400 km et quatre départements traversés. Du 27 juin au 20 juillet, les berges du canal du Midi seront le théâtre du festival Convivencia, qui promène sa péniche Tourmente, transformée en scène flottante, depuis trois décennies. Et pour marquer les 30 ans, cette fois de l’inscription de l’œuvre de Pierre-Paul Riquet au patrimoine mondial de l’Unesco, cette édition 2026 sera placée sous le signe de l’eau.

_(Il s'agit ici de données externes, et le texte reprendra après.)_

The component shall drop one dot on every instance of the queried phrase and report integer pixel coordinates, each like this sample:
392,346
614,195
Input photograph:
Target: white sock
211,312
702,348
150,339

Ce festival indépendant, dirigé par Cécile Héraudeau, se définit lui-même comme le plus lent du monde, avec un rythme de 5 km/h. De Montech, dans le Tarn-et-Garonne, en passant par Toulouse (Haute-Garonne), Castelnaudary (Aude) et Colombiers (Hérault), la péniche s’amarre dans quinze villes et villages le long du canal du Midi et les berges s’imprègnent d’un esprit guinguette le temps d’un, deux ou trois concerts de musiques du monde. « J’aime à dire que, dans ce festival, la musique suit le rythme de l’eau », confie la directrice, qui souhaite davantage mettre en avant la péniche qui fait le lien entre les territoires et « le côté atypique » de Convivencia.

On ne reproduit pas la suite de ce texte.